Damit soll mehr als drei Jahre nach der Verschärfung der Euro-Schuldenkrise künftig verhindert werden, dass marode Banken den ganzen Währungsraum in Schieflage bringen können.

   Parlament und Notenbank hatten sich am Dienstagabend darüber geeinigt, wie die EZB die Abgeordneten künftig über ihre Entscheidungen informiert. Das war der Streitpunkt, der die Einführung einer gemeinsamen Bankenaufsicht in Europa zu verzögern drohte. Die gemeinsame Aufsicht ist lediglich der erste Schritt hin zu einer gemeinsamen Kontrolle des Bankensektors.

Einige Fragen noch ungeklärt
Umstritten ist weiter die Frage, wer letztlich über die Abwicklung einer maroden Bank entscheidet. Auch die Frage einer einheitlichen Sicherung der Kundeneinlagen in Europa ist noch lange nicht geklärt. Beim informellen Treffen der EU-Finanzminister und Notenbankchefs am Freitag und Samstag in Litauen wird die Bankenunion ebenfalls Thema sein. Entscheidungen stehen aber nicht auf der Tagesordnung.

Die rund 130 zu kontrollierenden Banken stehen für 85 Prozent der Bilanzsumme aller Institute in den 17 Euro-Staaten. Die EZB-Behörde soll gut 1.000 Mitarbeiter zählen, davon 700 Bankenaufseher.

Abwicklung maroder Banken: EU-Kommission macht Tempo
Die Europäische Kommission will bei den neuen Regeln zur Abwicklung maroder Banken in der Eurozone Tempo machen. Finanzkommissar Michel Barnier sagte am Donnerstag vor dem Europäischen Parlament in Straßburg, er hoffe, dass die geplante Abwicklungsrichtlinie bis Ende des Jahres unter Dach und Fach gebracht werden könne, "auf jeden Fall aber vor März" kommenden Jahres.

Notwendig sei ein "einheitlicher Abwicklungsmechanismus mit präzisen Vorgaben". Auch müsse ein "Abwicklungsrat" eingesetzt werden, der schnell Entscheidungen treffen könne, betonte der Franzose.

Keine Steuergelder mehr für Banken-Sanierung
Ziel sei es sicherzustellen, dass künftig nicht mehr der Steuerzahler für die Sanierung maroder Banken aufkomme, sagte Barnier. "Für die Banken sollen künftig Banken verantwortlich sein". Bei Problemen müssten in erster Linie deren Aktionäre gerade stehen. Barnier kündigte an, er wolle am Freitag mit den Finanzministern der EU bei einem Treffen in Vilnius über das Thema sprechen. Das Europaparlament will einer Sprecherin zufolge voraussichtlich im November über den Vorstoß beraten.
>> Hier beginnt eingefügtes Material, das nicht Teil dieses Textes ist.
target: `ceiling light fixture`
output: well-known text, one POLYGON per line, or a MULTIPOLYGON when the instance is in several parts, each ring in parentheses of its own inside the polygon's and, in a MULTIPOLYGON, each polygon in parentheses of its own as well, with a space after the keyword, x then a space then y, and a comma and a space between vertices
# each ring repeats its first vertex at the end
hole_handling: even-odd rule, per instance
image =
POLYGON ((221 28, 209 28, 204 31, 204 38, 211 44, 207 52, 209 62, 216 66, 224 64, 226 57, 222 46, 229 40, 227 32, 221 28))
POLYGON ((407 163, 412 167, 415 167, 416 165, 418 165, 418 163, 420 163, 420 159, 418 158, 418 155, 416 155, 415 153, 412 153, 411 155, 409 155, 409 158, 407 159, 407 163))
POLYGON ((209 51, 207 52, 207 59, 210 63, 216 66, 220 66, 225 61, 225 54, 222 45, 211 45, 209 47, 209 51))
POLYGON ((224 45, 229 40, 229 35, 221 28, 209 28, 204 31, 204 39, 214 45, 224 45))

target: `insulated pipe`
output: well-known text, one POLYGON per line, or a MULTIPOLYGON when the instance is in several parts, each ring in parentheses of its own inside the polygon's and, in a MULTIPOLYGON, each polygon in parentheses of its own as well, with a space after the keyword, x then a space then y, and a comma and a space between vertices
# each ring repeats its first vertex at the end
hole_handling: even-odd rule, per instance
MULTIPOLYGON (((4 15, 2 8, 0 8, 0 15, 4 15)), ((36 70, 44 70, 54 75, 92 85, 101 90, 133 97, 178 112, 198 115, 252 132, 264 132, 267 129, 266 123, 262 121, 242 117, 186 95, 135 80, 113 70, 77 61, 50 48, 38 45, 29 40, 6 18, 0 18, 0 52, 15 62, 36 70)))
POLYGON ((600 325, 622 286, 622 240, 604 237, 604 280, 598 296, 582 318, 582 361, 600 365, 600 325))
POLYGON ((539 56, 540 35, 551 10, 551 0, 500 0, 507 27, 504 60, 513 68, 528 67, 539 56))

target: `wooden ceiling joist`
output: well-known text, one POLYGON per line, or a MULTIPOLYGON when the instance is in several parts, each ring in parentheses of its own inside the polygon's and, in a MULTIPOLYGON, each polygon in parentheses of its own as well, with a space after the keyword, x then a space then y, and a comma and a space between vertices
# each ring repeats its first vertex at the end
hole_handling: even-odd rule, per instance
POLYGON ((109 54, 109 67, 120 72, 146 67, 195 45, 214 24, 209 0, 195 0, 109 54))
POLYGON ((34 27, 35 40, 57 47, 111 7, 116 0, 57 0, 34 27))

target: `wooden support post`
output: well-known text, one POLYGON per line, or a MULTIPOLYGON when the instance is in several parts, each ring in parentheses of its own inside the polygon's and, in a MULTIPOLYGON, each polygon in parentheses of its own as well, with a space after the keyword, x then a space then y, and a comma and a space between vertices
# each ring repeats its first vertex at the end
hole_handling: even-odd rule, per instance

Der im Juli von der Kommission vorgelegte Gesetzesentwurf sieht vor, die Entscheidungshoheit von den nationalen Behörden auf ein neu zu schaffendes Brüsseler Gremium zu übertragen. Das neue Gremium soll sich Barniers Vorschlag zufolge aus Vertretern der EU-Kommission, der Europäischen Zentralbank (EZB) und der nationalen Behörden zusammensetzen.

Wenn es einen Warnhinweis über eine drohende Bankenpleite von der geplanten neuen zentralen Aufsicht bei der EZB gibt, soll das Gremium die Abwicklung der Bank "vorbereiten". Ob und wie die betroffene Bank dann tatsächlich geschlossen wird, will die EU-Kommission auf Empfehlung des Gremiums oder "auf eigene Initiative" selbst beschließen.

Geteiltes Echo in Deutschland
In Deutschland stieß der Vorstoß auf ein geteiltes Echo, nach Auffassung der Berliner Regierung überschreitet die Kommission mit den Plänen ihre Kompetenzen. Es gebe noch "Differenzen", räumte Barnier vor dem Europaparlament ein. Er sei aber zuversichtlich, dass diese aus dem Weg geräumt werden können. Das Europaparlament hat in der Frage ein Mitentscheidungsrecht. Parlament und Rat, in dem die 28 EU-Staaten vertreten sind, müssen sich daher auf eine gemeinsame Position einigen.

Bankenunion in Planung

Die gemeinsame Bankenabwicklung ist Teil der geplanten Bankenunion, mit der die EU künftige Finanzkrisen verhindern will. Ein anderer Pfeiler ist die gemeinsame Bankenaufsicht, die ab Herbst kommenden Jahres bei der Europäischen Zentralbank ihre Arbeit aufnehmen soll. Sie soll zunächst die 150 größten Banken in der Euro-Zone überwachen. Länder außerhalb der Euro-Zone können sich dem anschließen, wenn sie dies wollen.